There is a well-laid-out ‘financial reward system’ in place for killing a militant but none for taking him into custody alive. (Illustration by CR Sasikumar)
Last Saturday, 11 people were killed in Pulwama, Kashmir. This is the latest, not the last, episode in an unending saga of killings — seven civilians, three militants and one army personnel. More than three score civilians have bullet injuries.
I have no moral right to blame the present administration, having been part of the PDP-BJP government under whose watch and ward similar episodes happened in 2016. Precious little could be done then, despite the best of intentions.
I have no doubt the National Conference (NC)-Congress government earlier also made efforts to stop the killings in 2008. For all the governments in the state since 1989, the Macbethian foreboding rings true: “Will all great Neptune’s ocean wash this blood clean from my hand? No, this hand will rather the multitudinous seas incarnadine, making the green one red.” It is time to spare the symbolism, stop the blame game and address the systemic issue.
Over the last 30 years, a security system has evolved which incentivises the killing of militants rather than catching them alive or getting them to surrender. The killing of civilians is not just collateral damage but also a natural corollary and consequence of this system. No amount of sensitisation, appeals for restraint, or adherence to a standard operating procedure will make a difference within such a system.
Killing has become the key axiom on which the state paradigm of tackling militants is built. An entire system — formal and informal — has come into being, centred on making money for eliminating militants rather than eliminating militancy.
There is a well-laid-out “financial reward system” in place for killing a militant but none for taking him into custody alive. Every time security personnel kill a militant, they get a cash award; the amount depends on the “grade” of the militant killed. For example, killing a “grade A” militant fetches a prize of Rs 7 lakh to Rs 12.5 lakh. This is a legalised version of contract killing; a supari system morally sanctified in the name of national security. In contrast, the policy of ex-gratia compensation for the kin of civilians killed during insurgency-related incidents is just Rs 1 lakh. The reward system does not stop at cash. Those who aid and assist — from a tip-off to confirmed information — in locating the militant leading to his killing are a part of the financial reward chain. They all share in the spoils.
In addition to this, the killing of a militant provides informers and his associates an employment opportunity. Post a “successful” operation, the concerned police official is empowered to appoint special police officers (SPOs) on an ad hoc basis. These appointments of SPOs need no civil government or political approval. Further, the police officer gives a “citation”, which is a recital of who helped in the killings. This citation results in the ad hoc SPO being confirmed in services. He gets regularised after a “successful” operation. The only parameter of “success” is the death of a militant. In this employment-generating murder matrix, civilian deaths are not a criteria or even a negative consideration.
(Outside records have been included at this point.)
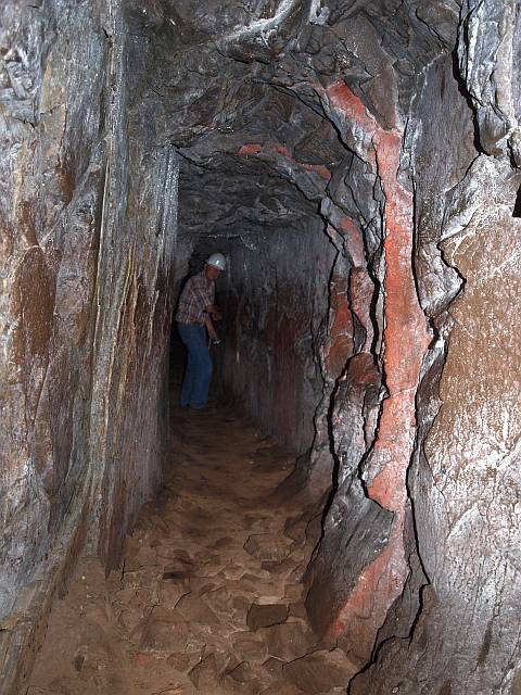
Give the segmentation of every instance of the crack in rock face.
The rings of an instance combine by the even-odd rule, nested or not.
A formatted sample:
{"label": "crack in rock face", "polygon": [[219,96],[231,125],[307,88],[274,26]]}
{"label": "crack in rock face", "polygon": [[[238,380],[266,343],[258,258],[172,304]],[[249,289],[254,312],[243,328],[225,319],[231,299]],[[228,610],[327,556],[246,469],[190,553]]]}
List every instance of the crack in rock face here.
{"label": "crack in rock face", "polygon": [[[78,557],[118,567],[158,490],[171,317],[215,251],[220,397],[296,457],[278,494],[323,509],[302,574],[332,650],[301,666],[342,679],[342,649],[352,694],[518,693],[520,16],[2,4],[7,693]],[[275,633],[270,605],[251,621]]]}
The framework of incentives also includes prestigious benefits like gallantry medals from the President and the police. Invariably, those officers who have led killing operations get decorated. The sub-text of giving these awards amidst fanfare is that a good police officer is not the one who integrates and prevents boys from becoming militants but one who kills them after they become militants. Thus, good policing get defined in terms of elimination and exclusion and not by prevention and integration. Not surprisingly, then, few police officers are interested in building social networks and policing catchment areas where militants are nurtured and indoctrinated. What this entire system does is to institutionalise violence, and in the process, also redefines bravery. Not to be left behind, the media contributes to this system through the commercialisation of violence. It is sickening and without sensitivity.
In the face of such deep dehumanisation, the least that the government can do is to change the system so that it incentivises surrender for the militants and capture for the forces. The policy take away is to have a robust and holistic surrender and rehabilitation policy with a strong social integration component. The latter should keep in mind the fact that, of late, militancy has become a rite of passage of sorts.
Going beyond the specifics of dealing with an encounter in operational terms, the underlying issue is how to deal with political violence. It may sound absurd but the fact is that the Jammu & Kashmir cabinet has never, in the past 30 years, discussed dealing with militancy as an agenda item with a policy and strategy memo, giving options and consequences. Insurgency-related killings have come up many times but only as a resolution regretting civilian causalities and sympathising with the families.
A militant event occurs in a social context and through a social process, and these facts have a bearing on the meaning of militancy in the context of Kashmir. The origins of militancy lie in the absence of social forces capable of challenging the assaults on the autonomy of the state. This, along with an ideologically invertebrate political class, has created space for what is now a ritualised form of militancy, rupturing social norms and values.
The transformation that is sought can only come through the repair and replacement of the extant value system of the civil society. It is the political process inherent in this activity that will give all actions a reformist or reactionary nature. The sooner both sides learn this, the better it is for the nation, state and society.